I’ve written so many times that Sony’s PS3 is a bomb and they should just call a do-over that I am actually getting tired of the story. There’s only so much validation I can take:

Sony Corp. is slashing the starting price for PlayStation 3 consoles in the U.S. by $100, its latest attempt to boost slow sales of the machine in time for the holiday season.

The lower price will probably help, but Micrsoft is including 2 really good games with the Xbox360 so the net cost is about $90 lower than the sale price, meaning Sony is still quite a bit more expensive than Microsoft. Also, the fact that the $399 version won’t play PS2 titles could be yet another bad decision on Sony’s part given that the
PS3 titles haven’t really lit up in the marketplace.
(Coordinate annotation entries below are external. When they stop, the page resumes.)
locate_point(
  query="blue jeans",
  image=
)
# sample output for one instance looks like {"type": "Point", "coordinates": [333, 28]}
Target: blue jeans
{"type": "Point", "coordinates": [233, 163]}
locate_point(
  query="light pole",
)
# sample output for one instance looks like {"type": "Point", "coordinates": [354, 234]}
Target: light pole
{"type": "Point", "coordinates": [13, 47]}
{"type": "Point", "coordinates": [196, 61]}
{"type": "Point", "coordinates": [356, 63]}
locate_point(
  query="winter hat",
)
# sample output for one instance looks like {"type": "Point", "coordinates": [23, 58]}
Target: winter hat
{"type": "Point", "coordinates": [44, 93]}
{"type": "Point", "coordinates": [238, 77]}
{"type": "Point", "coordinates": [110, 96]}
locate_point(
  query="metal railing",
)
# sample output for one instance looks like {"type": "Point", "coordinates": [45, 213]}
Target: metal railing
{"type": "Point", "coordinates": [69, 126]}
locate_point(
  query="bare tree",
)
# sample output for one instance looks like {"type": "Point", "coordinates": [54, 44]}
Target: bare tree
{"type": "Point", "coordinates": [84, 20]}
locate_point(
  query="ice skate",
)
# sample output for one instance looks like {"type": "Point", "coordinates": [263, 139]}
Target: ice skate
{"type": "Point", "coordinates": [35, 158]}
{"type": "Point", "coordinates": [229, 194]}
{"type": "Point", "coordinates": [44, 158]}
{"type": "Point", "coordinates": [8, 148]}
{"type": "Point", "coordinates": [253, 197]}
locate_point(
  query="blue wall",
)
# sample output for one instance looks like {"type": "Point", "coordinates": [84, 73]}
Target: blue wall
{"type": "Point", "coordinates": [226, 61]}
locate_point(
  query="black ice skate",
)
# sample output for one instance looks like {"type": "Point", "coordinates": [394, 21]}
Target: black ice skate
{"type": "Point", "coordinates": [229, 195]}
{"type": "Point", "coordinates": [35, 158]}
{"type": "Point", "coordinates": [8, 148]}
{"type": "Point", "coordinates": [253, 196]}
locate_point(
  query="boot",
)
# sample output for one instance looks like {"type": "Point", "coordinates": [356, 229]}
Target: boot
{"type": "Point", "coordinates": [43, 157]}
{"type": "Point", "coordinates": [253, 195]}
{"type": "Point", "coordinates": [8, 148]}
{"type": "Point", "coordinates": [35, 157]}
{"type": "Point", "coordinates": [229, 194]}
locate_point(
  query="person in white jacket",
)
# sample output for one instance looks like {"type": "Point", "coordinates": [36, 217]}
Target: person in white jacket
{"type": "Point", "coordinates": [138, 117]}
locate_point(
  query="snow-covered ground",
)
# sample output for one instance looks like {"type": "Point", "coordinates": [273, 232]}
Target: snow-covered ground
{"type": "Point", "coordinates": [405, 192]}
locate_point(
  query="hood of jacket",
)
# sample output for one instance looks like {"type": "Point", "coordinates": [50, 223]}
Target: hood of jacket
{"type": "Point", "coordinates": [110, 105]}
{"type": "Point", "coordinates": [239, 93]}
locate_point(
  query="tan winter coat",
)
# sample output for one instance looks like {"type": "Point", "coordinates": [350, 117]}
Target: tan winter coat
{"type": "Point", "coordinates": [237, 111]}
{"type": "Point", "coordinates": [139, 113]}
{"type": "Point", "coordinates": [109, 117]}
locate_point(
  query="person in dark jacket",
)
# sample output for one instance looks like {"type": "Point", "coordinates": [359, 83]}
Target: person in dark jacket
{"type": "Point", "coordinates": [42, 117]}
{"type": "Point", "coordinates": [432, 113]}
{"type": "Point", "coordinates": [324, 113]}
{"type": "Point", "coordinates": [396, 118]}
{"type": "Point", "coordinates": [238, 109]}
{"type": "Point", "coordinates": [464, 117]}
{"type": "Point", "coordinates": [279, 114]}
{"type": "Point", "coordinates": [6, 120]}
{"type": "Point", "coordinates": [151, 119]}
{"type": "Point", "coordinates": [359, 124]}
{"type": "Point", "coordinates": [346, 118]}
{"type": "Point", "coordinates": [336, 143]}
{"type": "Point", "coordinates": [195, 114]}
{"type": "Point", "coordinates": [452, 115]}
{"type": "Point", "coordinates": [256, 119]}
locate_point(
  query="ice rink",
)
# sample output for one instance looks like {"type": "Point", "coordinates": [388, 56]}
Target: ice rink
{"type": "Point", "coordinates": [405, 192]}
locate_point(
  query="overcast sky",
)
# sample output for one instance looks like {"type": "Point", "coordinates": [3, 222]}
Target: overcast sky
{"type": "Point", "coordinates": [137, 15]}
Back to the previous posts on this, when I first started writing about this I had people commenting that I was wrong for a number of reasons, including the very good observation that the PS3 is the cheapest Blu-ray DVD player you can get and that alone makes it worth it. I also pointed out that Sony was dragging down their PS3 partners with the failure of the PS3 to take the market by storm and the consequences for the Blu-ray vs. HD-DVD battle between Sony and Toshiba.

Interestingly, when I wrote about it in July no one disagreed about what a disaster this product has been for Sony. The market has decided: Sony’s PS3 is a big loser, the Wii kicks ass, and even with their manufacturing problems the Xbox360 more than delivers the groceries.

So why do I continue to write about it? Aside from my interests in gaming, the PS3 story is a fascinating case study in how market fortunes in markets dominated by few competitors can change, how evolving markets turn traditional strengths into weaknesses (in this case the rise of older games not interested in FPS titles that depend on cutting edge technology), and lastly, how closed ecosystems are impacted.